Reco cache TTL 1 hour Too long for a shopping session User behavior in a session changes faster than 1 hour: they click on a horror title, the next reco should reflect that. 1-hour cache means recs are frozen for the full session even after preference signals. Recommended: drop to 5 minutes, or invalidate on update_preference.
10:1 cache hit ratio implied Not stated, probably wrong With 1-hour TTL, hit rate is high. With realistic 5-min TTL it drops to ~3:1 in active sessions. Either way, no measured number is quoted.
Personalize candidate top-100 + Neptune top-100 → ~150 deduped Reasonable Roughly 50/100 overlap is typical for related-item retrieval; 150 final candidates is in the right ballpark.
Re-rank weights α, β, γ, δ per scenario No tuning data Where do these weights come from? If they're set by hand based on intuition, the system has not been optimized — it's been guessed. A bandit or offline eval pipeline should drive these.
Cold-start onboarding prompt Right approach, conversion risk Asking new users "what do you like?" adds friction. Some will bounce. There's no quoted conversion-rate impact. The right answer for a real product is to A/B-test friction-vs-quality; the doc just asserts the choice.
Graph refresh nightly Stale signal during the day New manga reviews, purchases, and trending events all happen during the day. A graph that updates nightly misses 24h of signal. For a "currently hot manga" use case, this is borderline; for "what's similar," it's fine.
Trending list TTL 5 min Realistic Trending is precomputed from Kinesis aggregations. 5-min freshness is achievable and adequate for the use case.
Personalize for 10M users Cost not discussed Personalize charges per training hour and per inference. At 10M users with daily training, this is a real cost line; the architecture doc doesn't quote it.

The biggest issue: 1-hour reco cache is wrong for shopping

The reco cache TTL was chosen, presumably, to absorb load. But shopping is fundamentally about signal acquisition — the user clicks one thing and reveals their intent for that session. A reco system that keeps showing the same recommendations after the user clicks on horror three times has failed at its job.

Two options:

  1. Drop TTL to 5 minutes. Simple. Loses some load-absorption.
  2. Event-driven invalidation. Every update_preference call invalidates the user's reco cache. More work but correctly modeled.

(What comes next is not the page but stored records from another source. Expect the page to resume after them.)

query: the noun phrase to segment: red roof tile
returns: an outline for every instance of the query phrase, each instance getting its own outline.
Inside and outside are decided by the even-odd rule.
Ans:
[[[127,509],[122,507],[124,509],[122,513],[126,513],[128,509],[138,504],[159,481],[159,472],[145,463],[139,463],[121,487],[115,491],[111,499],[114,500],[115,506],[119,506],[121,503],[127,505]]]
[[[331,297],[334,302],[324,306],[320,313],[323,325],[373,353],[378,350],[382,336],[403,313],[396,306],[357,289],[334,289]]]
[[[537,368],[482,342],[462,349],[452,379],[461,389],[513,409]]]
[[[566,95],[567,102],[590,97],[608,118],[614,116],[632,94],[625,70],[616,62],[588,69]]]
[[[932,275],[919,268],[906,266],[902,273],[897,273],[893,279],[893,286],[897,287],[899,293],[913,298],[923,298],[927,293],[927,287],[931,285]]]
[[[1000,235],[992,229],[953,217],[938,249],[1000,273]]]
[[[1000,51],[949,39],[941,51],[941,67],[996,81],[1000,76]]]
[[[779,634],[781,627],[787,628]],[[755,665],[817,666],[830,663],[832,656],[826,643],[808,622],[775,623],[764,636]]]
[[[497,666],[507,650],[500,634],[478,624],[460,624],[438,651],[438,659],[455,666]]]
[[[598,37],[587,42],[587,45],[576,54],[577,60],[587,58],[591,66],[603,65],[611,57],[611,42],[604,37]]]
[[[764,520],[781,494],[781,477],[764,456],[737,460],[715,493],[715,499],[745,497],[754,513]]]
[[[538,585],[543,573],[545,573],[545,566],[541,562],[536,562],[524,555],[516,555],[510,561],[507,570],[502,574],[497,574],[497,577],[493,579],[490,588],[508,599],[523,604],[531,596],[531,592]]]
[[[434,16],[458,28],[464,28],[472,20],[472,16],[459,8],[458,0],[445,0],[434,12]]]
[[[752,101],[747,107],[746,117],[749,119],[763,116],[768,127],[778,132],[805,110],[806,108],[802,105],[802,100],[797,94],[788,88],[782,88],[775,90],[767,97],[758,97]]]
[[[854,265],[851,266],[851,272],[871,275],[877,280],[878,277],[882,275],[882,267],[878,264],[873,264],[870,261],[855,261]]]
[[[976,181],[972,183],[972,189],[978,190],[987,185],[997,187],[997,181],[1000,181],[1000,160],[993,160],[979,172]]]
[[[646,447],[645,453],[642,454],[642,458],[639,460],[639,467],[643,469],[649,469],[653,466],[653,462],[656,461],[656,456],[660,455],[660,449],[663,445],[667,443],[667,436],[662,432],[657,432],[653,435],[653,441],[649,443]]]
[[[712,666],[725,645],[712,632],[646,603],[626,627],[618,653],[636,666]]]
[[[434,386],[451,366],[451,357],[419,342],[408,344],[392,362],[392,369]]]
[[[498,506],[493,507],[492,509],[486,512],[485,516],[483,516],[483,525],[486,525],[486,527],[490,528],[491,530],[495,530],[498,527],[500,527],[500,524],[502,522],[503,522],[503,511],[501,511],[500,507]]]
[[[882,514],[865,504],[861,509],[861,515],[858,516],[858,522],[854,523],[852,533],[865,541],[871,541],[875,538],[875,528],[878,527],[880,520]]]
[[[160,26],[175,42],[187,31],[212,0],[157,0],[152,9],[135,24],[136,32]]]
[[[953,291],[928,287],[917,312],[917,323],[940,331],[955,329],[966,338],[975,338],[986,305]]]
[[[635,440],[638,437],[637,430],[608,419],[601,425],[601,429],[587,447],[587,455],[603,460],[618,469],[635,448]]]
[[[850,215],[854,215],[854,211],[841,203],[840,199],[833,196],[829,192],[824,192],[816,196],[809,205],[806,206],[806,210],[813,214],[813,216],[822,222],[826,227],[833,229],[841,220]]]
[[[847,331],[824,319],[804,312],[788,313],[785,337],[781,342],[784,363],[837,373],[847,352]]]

Option 2 is the right one. The current 1-hour TTL only makes sense if recommendations are computed per-day and don't react to in-session behavior, which is closer to email recs than chatbot recs.

The pipeline is sequential where it claims to be parallel

The doc says Personalize and Neptune candidate generation run in parallel. True. But re-ranking depends on both completing, and feature enrichment depends on the deduped candidate set. The end-to-end pipeline is therefore:

max(Personalize, Neptune) → Enrichment → Rerank
       ↑ parallel here       ↑ sequential   ↑ sequential

That's correctly modeled in the latency budget (470ms P50). The "parallel pipeline" framing earlier in the doc oversells it: only one stage is parallel.

Cold-start friction has no measured cost

"Tell us what you like" is the right answer in theory. In practice, every onboarding step has a measurable bounce rate, and recommendation systems often perform okay even on bare cold start using regional/demographic priors. The doc presents the friction as obviously correct without an A/B-test reference. This is a design hypothesis, not a validated choice.

Weight tuning has no closed loop

α, β, γ, δ per intent profile are stated but their values aren't given, and there's no mention of how they're learned or refreshed. A real recommendation system either: - Learns weights via offline regression on engagement data - Tunes via online bandit on live traffic

The current architecture has neither described. The weights are hand-tuned constants. This should be an explicit roadmap item, not buried.